Yes, CAR138 T Cells are a promising treatment for multiple myeloma. They specifically target cancer cells, showing the ability to eliminate tumor cells effectively in both lab and animal studies. This treatment has shown potential to be a safe and effective option for patients with relapsed or hard-to-treat multiple myeloma.¹²³⁸⁹

The ATLCAR.CD138 T Cells treatment is unique because it targets the CD138 protein on myeloma cells, which is different from the more common target, BCMA. This approach may help treat patients who do not respond to BCMA-targeted therapies, offering a new option for those with relapsed or refractory multiple myeloma.¹²³⁸⁹

The body has different ways of fighting infection and disease. No single way seems perfect for fighting cancer. This research study combines two different ways of fighting disease: antibodies and T cells. Antibodies are proteins that protect the body from disease caused by bacteria or toxic substances.
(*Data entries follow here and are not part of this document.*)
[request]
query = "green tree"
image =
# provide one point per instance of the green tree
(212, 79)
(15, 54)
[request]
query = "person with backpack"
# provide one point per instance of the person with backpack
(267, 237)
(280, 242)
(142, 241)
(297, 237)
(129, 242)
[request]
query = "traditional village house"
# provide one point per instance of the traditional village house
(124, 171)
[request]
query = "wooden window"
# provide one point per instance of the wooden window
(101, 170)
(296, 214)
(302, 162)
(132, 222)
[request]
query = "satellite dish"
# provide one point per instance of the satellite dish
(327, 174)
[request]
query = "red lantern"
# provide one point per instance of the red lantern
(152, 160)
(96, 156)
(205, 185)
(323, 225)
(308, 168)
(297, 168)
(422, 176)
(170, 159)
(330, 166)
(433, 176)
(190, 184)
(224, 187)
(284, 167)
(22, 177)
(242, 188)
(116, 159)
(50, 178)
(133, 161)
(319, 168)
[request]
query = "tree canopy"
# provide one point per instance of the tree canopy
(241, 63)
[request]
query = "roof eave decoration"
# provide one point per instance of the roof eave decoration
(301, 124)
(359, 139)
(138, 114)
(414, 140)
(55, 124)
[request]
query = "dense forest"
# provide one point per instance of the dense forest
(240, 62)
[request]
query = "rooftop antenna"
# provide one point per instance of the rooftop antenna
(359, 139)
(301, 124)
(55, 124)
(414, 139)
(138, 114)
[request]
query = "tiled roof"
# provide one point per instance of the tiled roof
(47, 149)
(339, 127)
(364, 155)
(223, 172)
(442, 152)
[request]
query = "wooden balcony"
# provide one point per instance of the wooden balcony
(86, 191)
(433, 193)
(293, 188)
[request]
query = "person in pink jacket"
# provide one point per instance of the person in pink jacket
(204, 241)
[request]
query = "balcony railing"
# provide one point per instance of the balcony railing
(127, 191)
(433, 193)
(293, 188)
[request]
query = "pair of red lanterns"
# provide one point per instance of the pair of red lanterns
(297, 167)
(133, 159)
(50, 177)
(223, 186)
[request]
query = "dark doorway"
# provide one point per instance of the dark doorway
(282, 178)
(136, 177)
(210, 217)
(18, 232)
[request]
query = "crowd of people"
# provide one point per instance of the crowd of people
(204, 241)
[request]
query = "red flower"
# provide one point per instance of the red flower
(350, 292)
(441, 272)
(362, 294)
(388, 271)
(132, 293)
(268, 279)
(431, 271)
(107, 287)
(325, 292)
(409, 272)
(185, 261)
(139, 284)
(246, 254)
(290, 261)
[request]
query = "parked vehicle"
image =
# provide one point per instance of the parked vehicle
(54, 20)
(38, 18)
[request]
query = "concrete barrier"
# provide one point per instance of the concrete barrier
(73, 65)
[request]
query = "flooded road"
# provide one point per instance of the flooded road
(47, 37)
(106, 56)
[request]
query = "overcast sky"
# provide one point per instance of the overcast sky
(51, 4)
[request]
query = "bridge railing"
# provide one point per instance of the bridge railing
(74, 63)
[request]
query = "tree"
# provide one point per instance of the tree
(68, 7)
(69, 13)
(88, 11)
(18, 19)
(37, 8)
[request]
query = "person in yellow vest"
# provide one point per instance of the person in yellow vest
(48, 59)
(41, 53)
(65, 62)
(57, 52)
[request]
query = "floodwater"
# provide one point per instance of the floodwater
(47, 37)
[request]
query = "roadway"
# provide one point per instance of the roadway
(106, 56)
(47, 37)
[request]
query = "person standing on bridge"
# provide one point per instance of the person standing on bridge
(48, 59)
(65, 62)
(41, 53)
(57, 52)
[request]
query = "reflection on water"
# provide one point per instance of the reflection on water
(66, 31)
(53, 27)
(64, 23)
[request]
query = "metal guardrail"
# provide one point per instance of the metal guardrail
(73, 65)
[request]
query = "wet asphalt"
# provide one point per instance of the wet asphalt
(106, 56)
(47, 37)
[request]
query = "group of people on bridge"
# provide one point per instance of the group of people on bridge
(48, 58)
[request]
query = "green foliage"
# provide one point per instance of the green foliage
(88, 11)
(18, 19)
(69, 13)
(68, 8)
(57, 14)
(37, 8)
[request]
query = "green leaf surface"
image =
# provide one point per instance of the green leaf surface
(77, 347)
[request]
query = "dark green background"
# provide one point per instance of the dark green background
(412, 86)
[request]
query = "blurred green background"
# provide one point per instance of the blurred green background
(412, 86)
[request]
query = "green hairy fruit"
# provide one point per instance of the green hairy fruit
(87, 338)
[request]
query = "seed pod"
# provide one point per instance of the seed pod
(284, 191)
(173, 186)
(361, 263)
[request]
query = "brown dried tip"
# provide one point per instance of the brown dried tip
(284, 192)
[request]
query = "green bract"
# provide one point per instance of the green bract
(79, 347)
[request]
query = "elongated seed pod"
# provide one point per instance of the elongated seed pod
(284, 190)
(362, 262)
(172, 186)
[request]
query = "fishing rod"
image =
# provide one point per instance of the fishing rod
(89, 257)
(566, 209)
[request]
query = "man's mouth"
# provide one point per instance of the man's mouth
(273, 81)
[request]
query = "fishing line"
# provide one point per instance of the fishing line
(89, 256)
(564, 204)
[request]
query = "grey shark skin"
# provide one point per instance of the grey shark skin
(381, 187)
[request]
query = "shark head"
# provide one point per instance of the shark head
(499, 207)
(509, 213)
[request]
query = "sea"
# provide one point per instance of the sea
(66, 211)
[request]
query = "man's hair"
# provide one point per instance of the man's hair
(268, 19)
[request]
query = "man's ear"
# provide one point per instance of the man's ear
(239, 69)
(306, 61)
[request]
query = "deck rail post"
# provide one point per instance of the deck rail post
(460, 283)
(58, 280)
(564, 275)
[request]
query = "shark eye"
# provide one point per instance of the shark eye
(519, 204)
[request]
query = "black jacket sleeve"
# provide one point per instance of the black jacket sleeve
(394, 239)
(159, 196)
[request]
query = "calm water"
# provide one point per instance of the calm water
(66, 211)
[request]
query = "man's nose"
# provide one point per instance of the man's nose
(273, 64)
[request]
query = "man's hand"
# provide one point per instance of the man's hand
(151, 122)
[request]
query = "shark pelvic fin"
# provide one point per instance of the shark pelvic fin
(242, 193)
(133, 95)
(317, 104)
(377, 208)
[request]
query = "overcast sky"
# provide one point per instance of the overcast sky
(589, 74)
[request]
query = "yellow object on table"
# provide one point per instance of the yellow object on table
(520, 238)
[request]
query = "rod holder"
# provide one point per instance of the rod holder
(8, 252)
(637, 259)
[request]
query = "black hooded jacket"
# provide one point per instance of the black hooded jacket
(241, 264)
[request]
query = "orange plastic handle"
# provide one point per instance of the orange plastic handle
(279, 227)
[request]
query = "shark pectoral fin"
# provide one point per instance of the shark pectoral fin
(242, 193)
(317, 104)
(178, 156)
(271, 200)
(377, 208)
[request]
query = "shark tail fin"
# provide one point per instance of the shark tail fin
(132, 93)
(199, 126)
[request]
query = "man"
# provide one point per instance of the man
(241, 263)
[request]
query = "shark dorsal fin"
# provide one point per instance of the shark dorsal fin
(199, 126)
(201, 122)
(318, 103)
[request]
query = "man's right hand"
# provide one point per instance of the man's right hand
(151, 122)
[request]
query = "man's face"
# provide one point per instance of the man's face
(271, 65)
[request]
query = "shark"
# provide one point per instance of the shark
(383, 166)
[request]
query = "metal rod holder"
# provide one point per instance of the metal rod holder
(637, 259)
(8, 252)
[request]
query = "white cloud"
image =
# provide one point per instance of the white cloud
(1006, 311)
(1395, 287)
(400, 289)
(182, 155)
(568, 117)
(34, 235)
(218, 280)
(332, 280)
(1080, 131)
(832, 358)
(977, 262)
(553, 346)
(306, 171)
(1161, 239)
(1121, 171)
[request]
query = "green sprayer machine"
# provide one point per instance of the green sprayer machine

Antibodies work by binding those bacteria or substances, which stops them from growing and causing bad effects. T cells, also called T lymphocytes, are special infection-fighting blood cells that can kill other cells, including tumor cells or cells that are infected. Both antibodies and T cells have been used to treat subjects with cancers. They both have shown promise, but neither alone has been sufficient to cure most subjects. This study is designed to combine both T cells and antibodies to create a more effective treatment. The treatment that is being researched is called autologous T lymphocyte chimeric antigen receptor cells targeted against the CD138 antigen (CAR138 T cells).In previous studies, it has been shown that a new gene can be put into T cells that will increase their ability to recognize and kill cancer cells. A gene is a unit of DNA. Genes make up the chemical structure carrying the subject's genetic information that may determine human characteristics (i.e., eye color, height and sex). The new gene that is put in the T cells in this study makes a piece of an antibody called anti-CD138. This antibody floats around in the blood and can detect and stick to cancer cells called multiple myeloma cells because they have a substance on the outside of the cells called CD138. Anti-CD138 antibodies have been used to treat people with multiple myeloma, but have not been strong enough to cure most subjects. For this study, the anti-CD138 antibody has been changed so that instead of floating free in the blood part of it is now joined to the T cells. Only the part of the antibody that sticks to the multiple myeloma cells is attached to the T cells instead of the entire antibody. When an antibody is joined to a T cell in this way it is called a chimeric receptor. These CD138 chimeric (combination) receptor-activated T cells seem to kill some of the tumor, but they do not last very long in the body and so their chances of fighting the cancer are unknown.